池添自身も、ゲレロとカトリブの指摘を裏付けることを話している。私がスタジオを訪問したとき、彼は2011年に福島で起きた原発事故について詳しく語り、飛行機の座席から持ち帰った安全のしおりを保管しているフォルダーを見せてくれた。救命具を取り出し、墜落に備えて前屈みの姿勢を取る乗客を描いたイラストには、池添の作風に似た明快さがある。

「飛行機に乗るたびに、これをもらってくるんです。ここに描かれている絵は、あるストーリーを視覚的に伝えています」

自身がコレクションしている飛行機の避難マニュアルを見せる池添。Photo: Christopher Garcia Valle/ARTnews
自身がコレクションしている飛行機の避難マニュアルを見せる池添。Photo: Christopher Garcia Valle/ARTnews

油彩画に影響を与え版画のプロセス

1979年に高知県で生まれた池添は18歳で上京し、多摩美術大学の絵画科で版画を専攻した。高校生の頃から描いていた油絵を続けたいと思った彼は、当時をこう振り返る。

「教授に『絵を描きたいのですが』と聞いたら、『ここは版画を学ぶどころだから』と言われ、4年間その通りにしました。少し退屈でしたが、いい面もありました」

油彩画の場合は絵の具が乾くのが遅いため、彼は完成させるタイミングを決めかねて、同じ作品にいつまでも手を加え続けていたという。
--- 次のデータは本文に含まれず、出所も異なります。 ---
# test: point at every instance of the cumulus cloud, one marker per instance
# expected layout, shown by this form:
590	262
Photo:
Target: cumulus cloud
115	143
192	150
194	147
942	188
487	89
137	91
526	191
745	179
「版画はまったく違います。あらかじめどう仕上げるのかを決めれば、あとは淡々と工程を進めていくだけです──この色と、この色と、この色を刷って完成、というように。大学卒業後、私の油彩画は変わりました。塗りが薄くなり、1層か2層、せいぜい3層程度しか色を重ねなくなったのです。版画の制作プロセスが影響したのかもしれません」

初期の作品には、不思議な形で絡み合う生き物が描かれている。彼はそこに単色の背景を取り入れるようになり、やがてそれが定番のスタイルになっていった。
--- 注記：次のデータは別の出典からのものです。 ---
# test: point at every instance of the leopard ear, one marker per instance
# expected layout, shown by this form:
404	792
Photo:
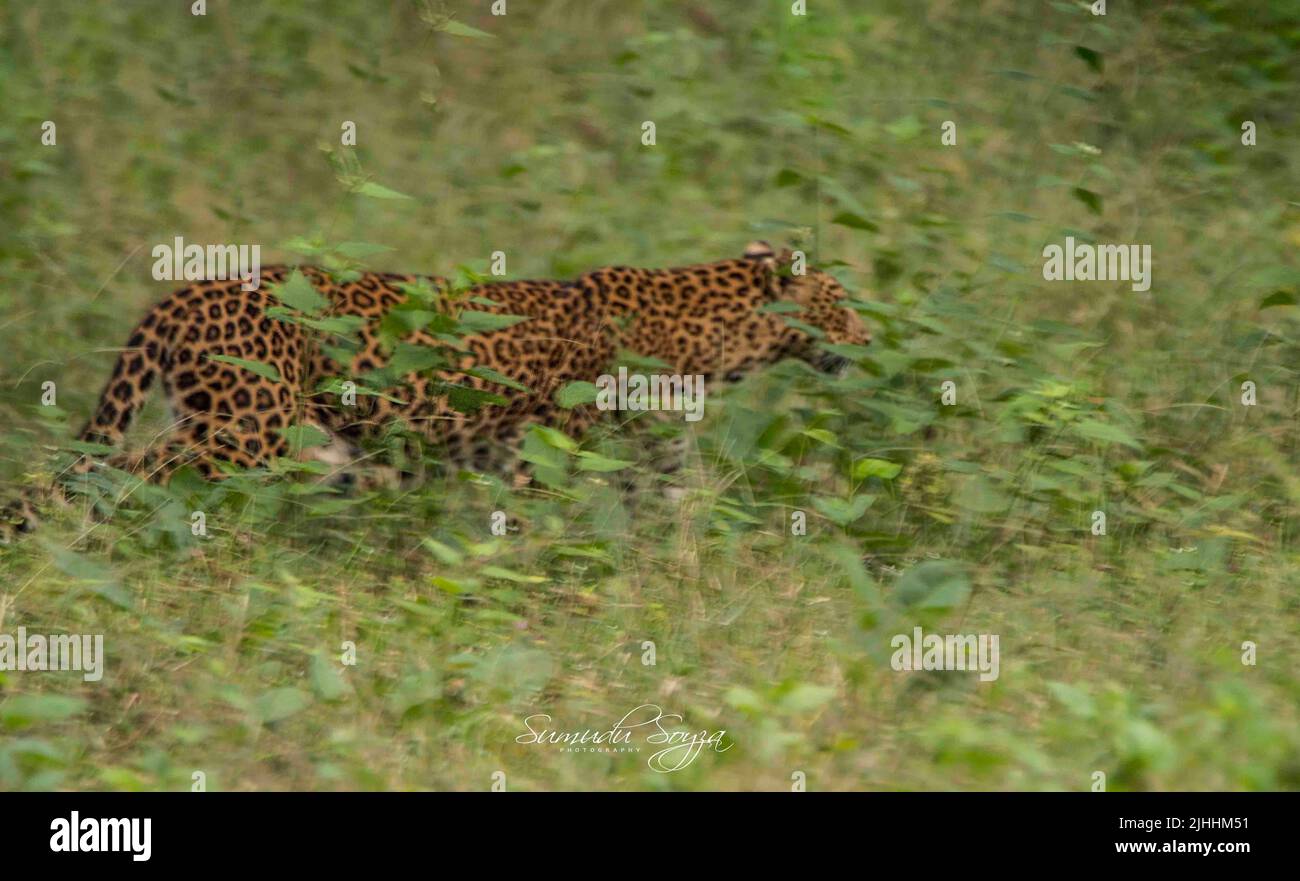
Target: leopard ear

日本のアートシーンに満足できなかった池添はニューヨークに目を向け、今はなきエッソというギャラリーで作品を発表するようになった。そして、エッソでの初個展から2年後の2010年にニューヨークに移住した。その理由は、この街のアーティストたちが「日本では考えたこともないアイデアを持っていた」からだという。日本に戻りたいと思ったことはあるかと聞くと、「一度もない」という答えが返ってきた。
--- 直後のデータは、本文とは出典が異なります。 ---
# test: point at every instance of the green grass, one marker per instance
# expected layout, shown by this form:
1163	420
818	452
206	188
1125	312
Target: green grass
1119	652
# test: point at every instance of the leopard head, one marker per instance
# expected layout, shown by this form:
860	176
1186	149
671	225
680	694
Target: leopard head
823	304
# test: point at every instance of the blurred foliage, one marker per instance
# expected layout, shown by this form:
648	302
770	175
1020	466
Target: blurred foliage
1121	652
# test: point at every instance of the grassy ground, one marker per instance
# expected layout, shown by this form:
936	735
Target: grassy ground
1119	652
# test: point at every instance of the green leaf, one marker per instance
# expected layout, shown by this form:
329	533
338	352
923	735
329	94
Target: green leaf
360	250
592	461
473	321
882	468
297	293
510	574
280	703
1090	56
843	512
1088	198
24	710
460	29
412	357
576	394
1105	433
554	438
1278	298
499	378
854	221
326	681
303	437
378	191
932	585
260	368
「グアテマラ人の女性(アーティストのジェシカ・カイレ)と結婚し、息子はニューヨークの学校に通っています。ここが私たちの生活の基盤です」

ちなみに、ホイットニー・ビエンナーレでキュレーターを務めるゲレロは、池添は父親であることをよく口にする数少ない男性アーティストの1人だと話していた。

池添彰《Chart of Darkness》(2025) Photo: Courtesy the artist and Proyectos Ultravioleta, Guatemala City, Guatemala 
池添彰《Chart of Darkness》(2025) Photo: Courtesy the artist and Proyectos Ultravioleta, Guatemala City, Guatemala 

日本の高校で英語を教えていた母親のおかげもあり、ニューヨークに来たときの池添は英語を読むことはできた。しかし、「聞いたり話したりすることは、まったく別でした」と彼は明かす。外国語でのコミュニケーションに慣れようと奮闘する中で、彼は機能ではなく形状で分類した多様な物をグリッド状に並べた絵を描き始めた。

「英語が話せなかったので、イメージをカテゴリーごとに集め始めたんです。自分なりの分類法を編み出そうとして、今もそれを続けています」

たとえば、MoMA PS1の展覧会に出品されたこのシリーズの新作には、爆弾の隣に眼球、糸玉の隣にウムラウト(点を横に2つ並べた発音記号)付きの「O」、そして2匹の犬の隣に映画『シャイニング』に出てくる不気味な双子が描かれている。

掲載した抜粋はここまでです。